Ocean Vuong enfrenta a crise dos opioides e incomoda a crítica
Notícias
📅 10/11/2025

Ocean Vuong enfrenta a crise dos opioides e incomoda a crítica

Refugiado vietnamita e celebrado pela Time, o autor lança "O imperador da felicidade", aborda vício em opioides, classe e cuidado, e diz que seu sucesso provoca "desconforto".

Carregando anúncio...
Compartilhar:
Ronny Teles

Ronny Teles

Combatente pela democracia

Ocean Vuong, escritor vietnamita e refugiado, volta ao centro do debate com o romance "O imperador da felicidade", em que encara a epidemia de opioides nos EUA e admite que seu sucesso provoca "desconforto" na crítica. Em setembro, aos 37 anos, entrou na lista da Time das cem estrelas em ascensão e foi descrito como "um dos poucos escritores que transcenderam o mundo puramente literário e entraram no reino da celebridade".

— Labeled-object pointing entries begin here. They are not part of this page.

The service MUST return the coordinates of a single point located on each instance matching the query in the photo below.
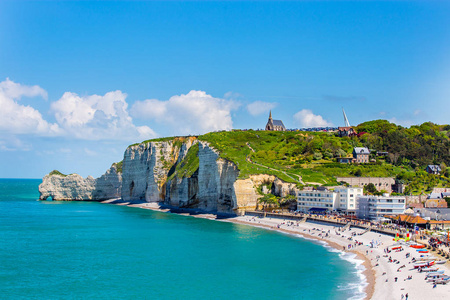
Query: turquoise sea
(88, 250)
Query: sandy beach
(383, 279)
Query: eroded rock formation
(183, 172)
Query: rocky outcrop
(74, 187)
(183, 172)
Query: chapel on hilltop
(274, 125)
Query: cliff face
(75, 187)
(183, 172)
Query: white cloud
(193, 113)
(404, 123)
(20, 119)
(97, 117)
(16, 90)
(12, 143)
(306, 118)
(259, 107)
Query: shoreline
(383, 279)
(368, 272)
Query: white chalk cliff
(183, 172)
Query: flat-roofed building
(346, 201)
(375, 207)
(342, 199)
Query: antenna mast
(347, 123)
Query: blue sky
(79, 81)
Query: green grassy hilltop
(309, 158)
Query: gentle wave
(357, 288)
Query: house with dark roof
(274, 125)
(433, 169)
(346, 131)
(361, 155)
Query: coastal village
(403, 240)
(398, 240)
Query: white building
(375, 207)
(342, 199)
(347, 199)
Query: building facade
(274, 125)
(341, 199)
(375, 207)
(381, 183)
(346, 201)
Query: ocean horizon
(68, 250)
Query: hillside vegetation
(310, 157)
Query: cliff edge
(183, 172)
(60, 187)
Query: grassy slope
(288, 155)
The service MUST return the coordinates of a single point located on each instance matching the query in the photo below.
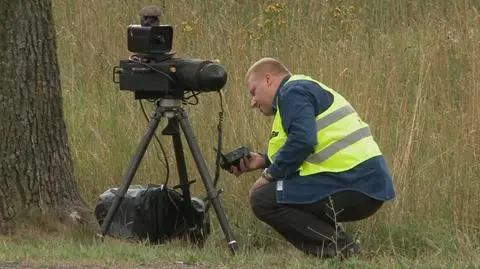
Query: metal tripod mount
(177, 117)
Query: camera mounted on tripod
(153, 72)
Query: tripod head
(153, 71)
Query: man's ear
(268, 78)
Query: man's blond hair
(267, 65)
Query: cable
(167, 165)
(219, 149)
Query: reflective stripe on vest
(343, 139)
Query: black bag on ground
(149, 212)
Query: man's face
(261, 92)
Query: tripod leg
(182, 174)
(207, 180)
(132, 169)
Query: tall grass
(411, 69)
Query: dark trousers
(313, 228)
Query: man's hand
(260, 182)
(255, 161)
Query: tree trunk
(36, 168)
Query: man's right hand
(247, 164)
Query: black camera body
(150, 39)
(152, 72)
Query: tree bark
(36, 168)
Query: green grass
(411, 69)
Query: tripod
(177, 117)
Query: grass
(410, 68)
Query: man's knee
(256, 204)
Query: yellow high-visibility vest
(343, 139)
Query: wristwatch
(267, 176)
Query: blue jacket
(300, 102)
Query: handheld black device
(233, 158)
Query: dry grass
(411, 68)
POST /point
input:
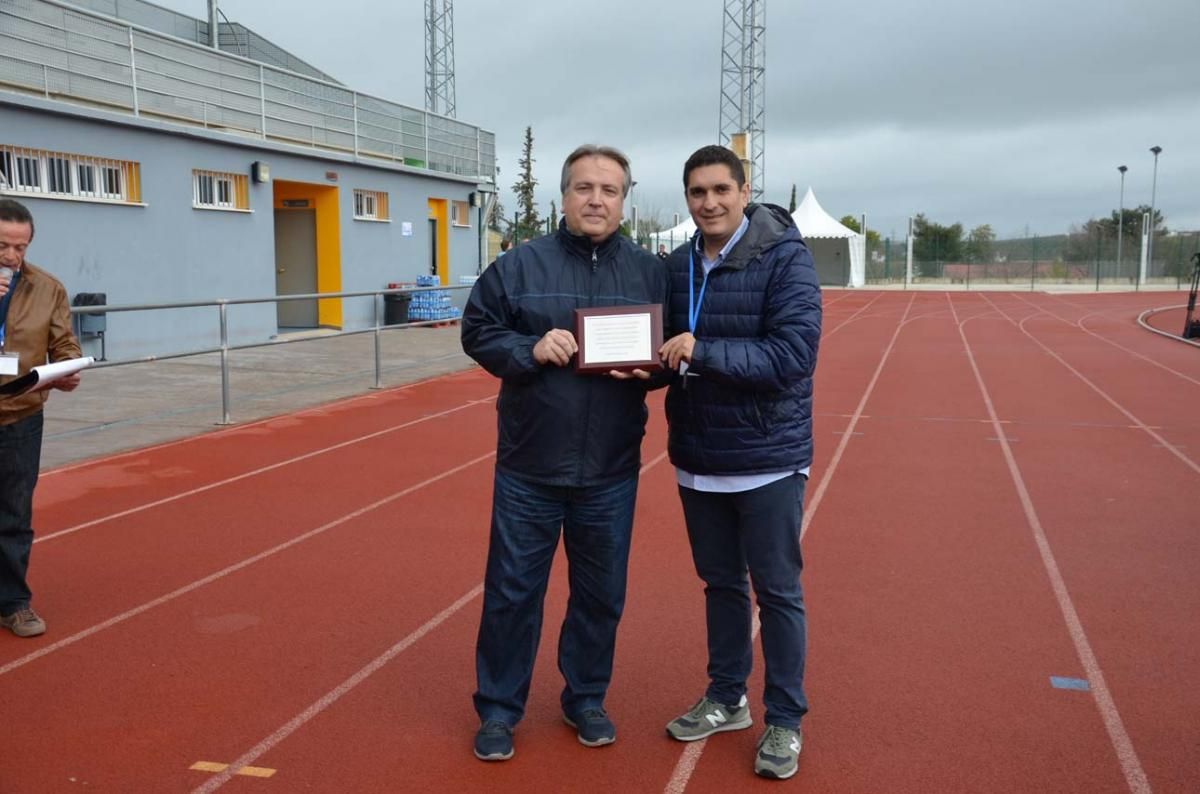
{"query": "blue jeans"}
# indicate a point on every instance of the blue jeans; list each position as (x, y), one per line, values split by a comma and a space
(21, 455)
(597, 524)
(755, 531)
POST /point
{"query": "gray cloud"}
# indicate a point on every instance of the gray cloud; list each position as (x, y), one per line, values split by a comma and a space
(1007, 112)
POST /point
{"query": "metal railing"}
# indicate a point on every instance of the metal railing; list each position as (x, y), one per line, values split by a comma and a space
(63, 52)
(225, 347)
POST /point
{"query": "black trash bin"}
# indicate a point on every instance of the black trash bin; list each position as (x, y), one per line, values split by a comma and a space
(395, 308)
(91, 324)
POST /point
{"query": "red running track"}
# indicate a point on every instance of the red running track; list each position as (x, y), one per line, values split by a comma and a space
(1003, 493)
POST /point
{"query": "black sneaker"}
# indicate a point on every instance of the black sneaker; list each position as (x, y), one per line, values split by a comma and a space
(24, 623)
(593, 726)
(493, 741)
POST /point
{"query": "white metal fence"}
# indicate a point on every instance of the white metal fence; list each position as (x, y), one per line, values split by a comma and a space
(61, 52)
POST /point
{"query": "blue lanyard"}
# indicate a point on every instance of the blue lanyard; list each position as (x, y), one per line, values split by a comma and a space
(694, 304)
(4, 306)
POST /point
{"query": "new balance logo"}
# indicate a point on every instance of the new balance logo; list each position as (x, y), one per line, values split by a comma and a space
(715, 717)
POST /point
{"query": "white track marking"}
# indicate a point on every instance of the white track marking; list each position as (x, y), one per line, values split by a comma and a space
(1131, 765)
(257, 471)
(232, 569)
(690, 755)
(345, 687)
(1137, 422)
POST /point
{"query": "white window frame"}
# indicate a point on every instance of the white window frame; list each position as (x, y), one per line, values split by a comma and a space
(455, 221)
(371, 205)
(217, 191)
(60, 175)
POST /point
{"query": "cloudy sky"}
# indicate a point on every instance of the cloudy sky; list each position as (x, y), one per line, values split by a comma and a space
(1014, 113)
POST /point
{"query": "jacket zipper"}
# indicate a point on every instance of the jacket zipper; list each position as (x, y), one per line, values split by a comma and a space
(587, 413)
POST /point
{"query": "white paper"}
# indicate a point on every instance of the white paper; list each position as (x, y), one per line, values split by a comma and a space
(45, 376)
(616, 338)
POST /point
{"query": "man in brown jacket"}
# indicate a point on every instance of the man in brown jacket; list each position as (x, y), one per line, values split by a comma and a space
(35, 324)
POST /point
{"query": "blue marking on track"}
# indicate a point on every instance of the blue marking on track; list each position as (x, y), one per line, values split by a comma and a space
(1060, 683)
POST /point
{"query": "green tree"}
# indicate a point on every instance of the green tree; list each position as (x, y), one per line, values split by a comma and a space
(497, 220)
(850, 222)
(981, 245)
(935, 245)
(1131, 222)
(528, 224)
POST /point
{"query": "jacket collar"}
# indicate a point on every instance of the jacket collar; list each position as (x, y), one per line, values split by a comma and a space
(583, 246)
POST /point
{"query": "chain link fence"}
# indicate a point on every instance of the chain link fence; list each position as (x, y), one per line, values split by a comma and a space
(1073, 258)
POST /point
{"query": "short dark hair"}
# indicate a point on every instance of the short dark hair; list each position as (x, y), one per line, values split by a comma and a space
(612, 154)
(714, 156)
(16, 212)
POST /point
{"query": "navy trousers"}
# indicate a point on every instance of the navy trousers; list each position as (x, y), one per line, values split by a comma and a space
(21, 456)
(757, 533)
(597, 525)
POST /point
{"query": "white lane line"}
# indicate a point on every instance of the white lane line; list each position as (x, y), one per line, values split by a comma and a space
(1143, 323)
(336, 693)
(255, 473)
(826, 335)
(1080, 325)
(1135, 777)
(345, 687)
(691, 753)
(232, 569)
(827, 477)
(1135, 422)
(265, 420)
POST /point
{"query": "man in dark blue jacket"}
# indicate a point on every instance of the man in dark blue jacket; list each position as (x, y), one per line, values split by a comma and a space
(745, 310)
(568, 456)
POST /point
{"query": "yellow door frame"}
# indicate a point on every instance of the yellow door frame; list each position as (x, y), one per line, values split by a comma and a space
(439, 209)
(322, 198)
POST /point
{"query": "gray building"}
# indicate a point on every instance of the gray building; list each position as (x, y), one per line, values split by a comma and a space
(162, 170)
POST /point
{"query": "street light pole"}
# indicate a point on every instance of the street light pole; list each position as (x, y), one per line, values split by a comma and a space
(1120, 228)
(1153, 190)
(633, 212)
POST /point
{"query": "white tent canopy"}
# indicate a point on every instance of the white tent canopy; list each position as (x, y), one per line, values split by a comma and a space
(839, 252)
(675, 236)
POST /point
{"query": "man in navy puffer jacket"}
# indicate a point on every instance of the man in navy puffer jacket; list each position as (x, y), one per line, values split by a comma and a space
(745, 313)
(568, 453)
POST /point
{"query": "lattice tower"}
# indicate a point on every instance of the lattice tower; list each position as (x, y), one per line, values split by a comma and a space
(439, 56)
(744, 88)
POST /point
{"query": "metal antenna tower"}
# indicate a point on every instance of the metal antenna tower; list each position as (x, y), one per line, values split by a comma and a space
(439, 56)
(744, 88)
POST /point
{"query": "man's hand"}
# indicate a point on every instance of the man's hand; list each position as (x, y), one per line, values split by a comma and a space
(557, 348)
(676, 349)
(66, 384)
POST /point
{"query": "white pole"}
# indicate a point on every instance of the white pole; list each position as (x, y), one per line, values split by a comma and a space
(907, 270)
(1145, 247)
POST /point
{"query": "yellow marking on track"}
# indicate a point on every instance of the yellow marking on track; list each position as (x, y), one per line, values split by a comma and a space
(249, 771)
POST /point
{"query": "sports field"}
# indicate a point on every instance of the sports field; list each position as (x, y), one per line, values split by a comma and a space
(1002, 573)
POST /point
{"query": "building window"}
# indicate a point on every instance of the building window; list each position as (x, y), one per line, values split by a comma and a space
(371, 205)
(60, 175)
(460, 214)
(220, 191)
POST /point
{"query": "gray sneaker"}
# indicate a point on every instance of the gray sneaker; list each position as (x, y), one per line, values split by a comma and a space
(708, 717)
(779, 751)
(24, 623)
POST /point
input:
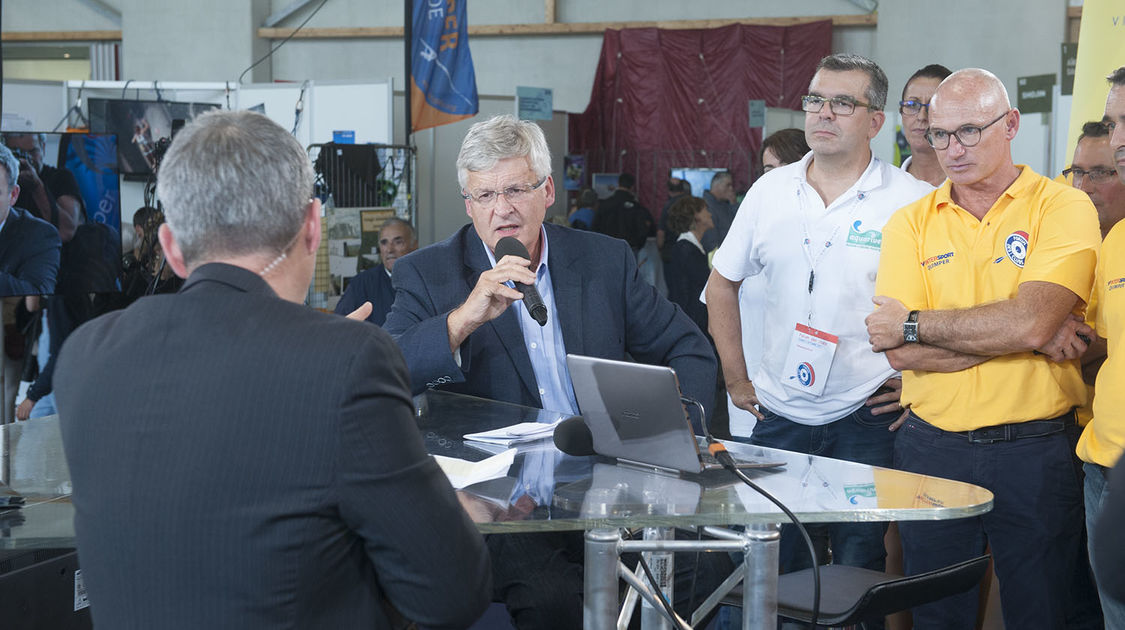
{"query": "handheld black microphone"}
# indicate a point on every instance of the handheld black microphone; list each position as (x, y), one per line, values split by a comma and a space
(573, 437)
(511, 245)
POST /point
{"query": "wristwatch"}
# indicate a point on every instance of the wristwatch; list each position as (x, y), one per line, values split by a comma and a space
(910, 327)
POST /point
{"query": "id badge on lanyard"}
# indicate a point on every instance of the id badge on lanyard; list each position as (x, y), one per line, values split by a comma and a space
(811, 350)
(809, 359)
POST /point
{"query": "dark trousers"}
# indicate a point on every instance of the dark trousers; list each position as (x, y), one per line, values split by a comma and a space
(1035, 519)
(539, 577)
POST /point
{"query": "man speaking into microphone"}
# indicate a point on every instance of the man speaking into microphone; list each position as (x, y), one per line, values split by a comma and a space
(464, 326)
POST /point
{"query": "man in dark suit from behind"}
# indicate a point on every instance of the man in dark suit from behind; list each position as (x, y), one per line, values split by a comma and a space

Nascido no Vietnã, neto de um soldado americano, Vuong viveu os primeiros anos em um campo de refugiados nas Filipinas antes de imigrar para os Estados Unidos. Foi criado pela avó e pela mãe, manicure que nunca aprendeu inglês.

Na faculdade, em Nova York, ele morou com a avó de seu namorado, Grazina, imigrante lituana com demência. A experiência virou ficção: em "O imperador da felicidade", Grazina impede Hai, jovem viciado em opioides que sonha ser escritor, de se jogar de uma ponte e o acolhe. Ele consegue emprego em um fast-food e se torna cuidador dela.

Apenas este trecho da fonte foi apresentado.